Tras escuchar tres temas de Rammstein en el equipo del coche, se había tranquilizado lo suficiente para volver a reunirse con sus compañeros y tomar un café caliente y unas pastitas que habían robado de una fuente que había en la cocina. Se mantuvo al otro lado del cordón para no terminar de complicar el estado de la zona más de lo que ya estaba.

—¿Hay algo que indique que el incendio ha sido provocado, un asesinato?

—Es demasiado pronto —contestó Kurt, que trataba de borrar con la mano el cansancio de sus ojos ojerosos. No parecía conmovido en lo más mínimo y su voz era pausada, como la del médico entrado en años que informa de su enfermedad a un paciente con resignación, pero Trokic sabía que los dos peritos mantenían largas conversaciones cuando se quedaban a solas. A su manera, al parecer mucho más efectiva que cualquier ejército de psicólogos.

—Joder, qué final más doloroso. ¿Qué habrá pasado exactamente? —preguntó el comisario.

—Mi teoría —respondió Kurt— es que por alguna razón se ha metido en el cobertizo y se ha quedado encerrada cuando el fuego ya había comenzado. En lo que queda de la puerta sigue habiendo un cerrojo y está cerrado. Pero, aun así, logró escapar. Al parecer ha conseguido romper el marco de la puerta, seguramente con ayuda de las llamas.

—Ha luchado lo suyo —comentó Trokic.

—Sí. Vamos a sacar moldes de varias pisadas, pero me temo que la mayoría o se han estropeado o son nuestras. Tanto andar de acá para allá… Si no encontramos nada, mi teoría se queda en eso, teoría.
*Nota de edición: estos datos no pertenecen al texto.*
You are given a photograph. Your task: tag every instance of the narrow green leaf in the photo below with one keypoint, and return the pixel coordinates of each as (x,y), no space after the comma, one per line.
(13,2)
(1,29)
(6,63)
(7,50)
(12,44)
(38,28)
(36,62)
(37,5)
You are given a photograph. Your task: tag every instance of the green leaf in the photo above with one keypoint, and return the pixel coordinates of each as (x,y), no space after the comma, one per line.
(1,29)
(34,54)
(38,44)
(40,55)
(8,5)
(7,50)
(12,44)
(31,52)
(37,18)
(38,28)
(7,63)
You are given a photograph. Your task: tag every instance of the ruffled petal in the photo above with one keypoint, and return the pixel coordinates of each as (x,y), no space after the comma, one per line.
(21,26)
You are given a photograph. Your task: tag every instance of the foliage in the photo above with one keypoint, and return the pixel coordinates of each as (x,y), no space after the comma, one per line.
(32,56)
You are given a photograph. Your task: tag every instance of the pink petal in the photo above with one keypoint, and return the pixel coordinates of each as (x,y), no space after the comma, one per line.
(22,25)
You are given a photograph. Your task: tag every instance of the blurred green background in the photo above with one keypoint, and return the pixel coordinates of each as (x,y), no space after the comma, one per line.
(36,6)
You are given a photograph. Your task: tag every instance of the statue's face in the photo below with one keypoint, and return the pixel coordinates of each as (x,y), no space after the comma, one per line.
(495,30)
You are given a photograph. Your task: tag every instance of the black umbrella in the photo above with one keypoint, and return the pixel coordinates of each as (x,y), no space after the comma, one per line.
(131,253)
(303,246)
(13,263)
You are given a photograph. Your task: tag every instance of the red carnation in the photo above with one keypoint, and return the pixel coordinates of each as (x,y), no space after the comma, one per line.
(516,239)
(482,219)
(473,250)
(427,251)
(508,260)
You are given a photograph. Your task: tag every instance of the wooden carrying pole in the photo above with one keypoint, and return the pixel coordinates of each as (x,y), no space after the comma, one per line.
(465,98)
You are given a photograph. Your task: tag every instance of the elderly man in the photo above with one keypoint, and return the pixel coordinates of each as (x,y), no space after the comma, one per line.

Señaló hacia el jardín con un gesto irritado.

—Estreno cámara —se pavoneó Jan.

—¡Caramba! —exclamó Trokic—, no me digas que Agersund, el fan número uno de la Polaroid, ha aflojado la mosca. ¿En serio?

—Sí.

El perito levantó el equipo.

—Vamos a traer a unos expertos en incendios a que examinen la zona. Hay que determinar el origen del fuego. Y esta vez los de la capital no van a poder escaquearse, les van a encantar tus fotos.

Jan se quedó mirando al comisario.

—¿Qué ha sido de la chica que encontró a la víctima? La del café y la melena.
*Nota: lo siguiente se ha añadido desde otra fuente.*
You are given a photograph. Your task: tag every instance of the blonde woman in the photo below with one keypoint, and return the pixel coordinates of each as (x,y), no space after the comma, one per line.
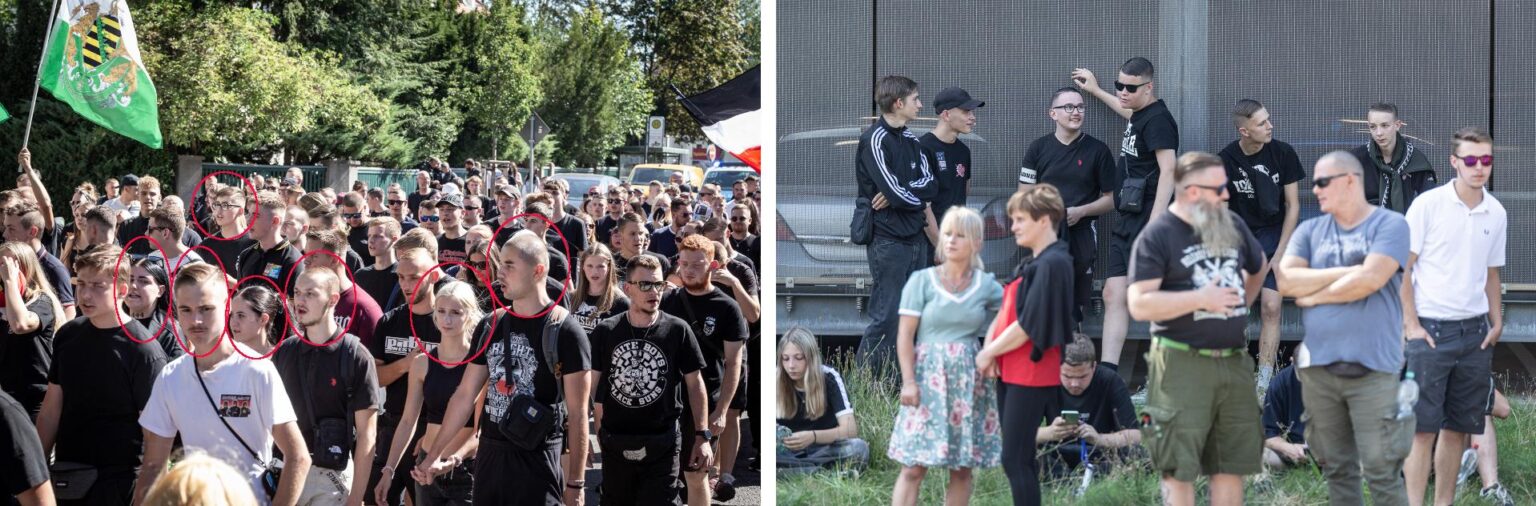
(31,316)
(948,416)
(201,480)
(432,385)
(816,420)
(598,288)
—La he mandado a su casa. Es la vecina. O digamos que una vecina temporal.

—¿Y no deberías hacer una intentona por ese flanco, Daniel? —insistió mientras colocaba un flash en lo alto de la cámara—. Podrías ir a ofrecerle una inocente protección policial nocturna. Nosotros mantenemos la posición mientras tanto. Tampoco puedes tardar mucho.

Los dos se echaron a reír. Grandes copos de nieve empezaron a descender de nuevo desde el cielo.

—Anda, menos hablar y más trabajar —dijo Trokic ahogando una carcajada—. Está empezando a nevar otra vez, así que a ver si acabáis en lugar de estar ahí haciéndoos los graciosos. Vamos, antes de que la Madre Naturaleza termine de estropearlo todo.